Mysterious surf Sphinx found

Lisa Inman Gager with her dog and what is left of the Sphinx statue. The icon of the surfing culture had sat in its full glory on Seal Way atop Blackie Augusta's house until the home was demolished.

When Blackie August’s beachfront house on Seal Beach  was remodeled, the man/woman sphinx that had sat on its roof for many years was thrown into a dumpster. As rumors had it, a passerby picked it up and supposedly brought it back to Long Beach where it was said to sit in a garage somewhere but no one knew where.

Through the efforts of Chi Kredell, the missing Surf Sphinx has been found.   After 30 years of asking questions and following leads he finally found the woman who has the Sphinx sitting in her beautiful garden illuminated with a spotlight.

Lisa Inman Gager was that passerby who moved to Seal Beach in 1964 when she was four years old.  She lived on 14th Street.  When she was about ten she could roam all over Seal Beach in those days and could go as far as the pier but had to come home when the streetlights came on. While she was walking down the boardwalk, she would always walk by Blackie August’s house with the man/woman Surf Sphinx on the roof.  The surfers were out front having a great time surfing.

Years later, while visiting her sister and her mom, still living on Seal Way, she was jogging down the boardwalk when she passed the house. She saw the construction workers there and asked, “What are you going to do with that Sphinx?”  They said they were going to toss it into the dumpster. So she went back and got her sister and they put it on her sister’s balcony.  When Lisa bought a house she went back and picked it up never knowing that anyone was looking for it.

Legend has it there once was a sphinx who cast a spell over the sea, bringing in the surf with force and perfection.
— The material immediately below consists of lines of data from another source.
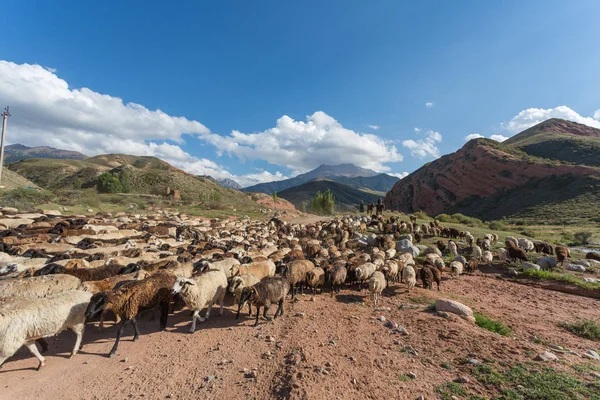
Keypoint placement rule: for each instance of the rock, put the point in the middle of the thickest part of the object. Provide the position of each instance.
(391, 325)
(546, 356)
(575, 267)
(455, 307)
(528, 266)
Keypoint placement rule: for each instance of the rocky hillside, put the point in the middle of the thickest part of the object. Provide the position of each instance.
(348, 174)
(149, 175)
(491, 180)
(18, 152)
(346, 198)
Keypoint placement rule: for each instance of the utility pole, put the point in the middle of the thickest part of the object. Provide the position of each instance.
(5, 116)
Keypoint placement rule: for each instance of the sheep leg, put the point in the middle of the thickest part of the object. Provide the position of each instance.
(78, 329)
(265, 310)
(33, 349)
(43, 344)
(136, 329)
(195, 315)
(257, 314)
(119, 333)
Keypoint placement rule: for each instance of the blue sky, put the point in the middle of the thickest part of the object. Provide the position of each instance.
(70, 68)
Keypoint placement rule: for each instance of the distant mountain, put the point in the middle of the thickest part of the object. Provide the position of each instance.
(229, 183)
(346, 198)
(18, 152)
(331, 172)
(549, 173)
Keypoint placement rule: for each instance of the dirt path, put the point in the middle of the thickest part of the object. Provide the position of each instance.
(335, 349)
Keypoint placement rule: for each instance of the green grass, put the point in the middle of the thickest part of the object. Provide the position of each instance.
(449, 389)
(493, 326)
(586, 329)
(557, 276)
(538, 383)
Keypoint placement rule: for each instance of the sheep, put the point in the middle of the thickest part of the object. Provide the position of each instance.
(263, 294)
(315, 278)
(452, 248)
(238, 283)
(477, 254)
(336, 278)
(562, 254)
(38, 286)
(127, 301)
(28, 319)
(229, 266)
(295, 273)
(376, 285)
(200, 291)
(409, 276)
(363, 273)
(456, 267)
(263, 269)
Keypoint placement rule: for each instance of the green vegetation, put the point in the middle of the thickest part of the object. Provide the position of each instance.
(323, 203)
(586, 329)
(493, 326)
(449, 389)
(567, 278)
(25, 198)
(539, 383)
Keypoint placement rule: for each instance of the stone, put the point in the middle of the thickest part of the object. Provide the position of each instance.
(575, 267)
(455, 307)
(546, 356)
For nearly 50 years, the plaster icon sat on to of the roof of the August family home in Seal Beach, where it pulled breaking monsters from the ocean and made men fall in love with that rolling abyss of power and beauty.
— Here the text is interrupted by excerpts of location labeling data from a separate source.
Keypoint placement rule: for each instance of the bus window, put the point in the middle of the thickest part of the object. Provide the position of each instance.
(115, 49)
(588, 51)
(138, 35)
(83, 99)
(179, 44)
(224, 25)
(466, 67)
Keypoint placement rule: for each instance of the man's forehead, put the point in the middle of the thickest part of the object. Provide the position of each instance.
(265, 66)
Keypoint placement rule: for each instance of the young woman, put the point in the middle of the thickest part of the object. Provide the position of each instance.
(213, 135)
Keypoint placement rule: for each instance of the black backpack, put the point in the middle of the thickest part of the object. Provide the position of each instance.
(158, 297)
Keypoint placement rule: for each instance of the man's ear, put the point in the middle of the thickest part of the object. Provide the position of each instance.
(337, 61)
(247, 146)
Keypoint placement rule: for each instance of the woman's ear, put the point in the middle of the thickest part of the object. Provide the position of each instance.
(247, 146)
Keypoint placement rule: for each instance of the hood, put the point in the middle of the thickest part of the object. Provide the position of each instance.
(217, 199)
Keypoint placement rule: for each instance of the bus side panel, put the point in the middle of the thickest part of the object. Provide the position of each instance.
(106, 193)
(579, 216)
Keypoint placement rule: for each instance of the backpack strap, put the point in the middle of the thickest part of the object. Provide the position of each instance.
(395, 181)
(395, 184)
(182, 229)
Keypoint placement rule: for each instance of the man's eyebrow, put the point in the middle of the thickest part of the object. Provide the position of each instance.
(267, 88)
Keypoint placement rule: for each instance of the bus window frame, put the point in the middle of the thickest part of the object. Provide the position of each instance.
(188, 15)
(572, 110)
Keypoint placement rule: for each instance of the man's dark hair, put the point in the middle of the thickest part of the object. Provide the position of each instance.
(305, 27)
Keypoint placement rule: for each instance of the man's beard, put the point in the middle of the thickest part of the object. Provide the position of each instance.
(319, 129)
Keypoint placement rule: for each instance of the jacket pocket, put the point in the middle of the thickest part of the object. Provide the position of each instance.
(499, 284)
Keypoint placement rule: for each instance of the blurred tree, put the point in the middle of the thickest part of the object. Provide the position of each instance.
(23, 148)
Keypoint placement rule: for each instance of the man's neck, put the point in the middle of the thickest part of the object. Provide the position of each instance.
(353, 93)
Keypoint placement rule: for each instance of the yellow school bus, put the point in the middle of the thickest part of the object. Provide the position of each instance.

In the 1950’s Seal Beach surfers came to pay homage to a plaster man/woman sphinx that was “borrowed”, they liked to say, from the roof top of the Villa Riviera in Long Beach. Tim McElrath has told the story many times before of how he and Dick Thomas crawled up and dragged it down.

Surfers everywhere were drawn by its power. They wanted to feel the surge of magic, lining up with the sphinx to get the perfect, peaky waves that broke there.

When Blackie August sold the house, the house could be purchased on the condition the sphinx had to remain and not be taken down. Even though it was crumbling and weathered, the sphinx had to stay.  Lisa became a surfer herself and still pays homage to the Sphinx every day because it sits in her yard with many memories behind it.  It still has the power to bring her good surf.

Thanks to Chi Kredell the missing Surf Sphinx was found.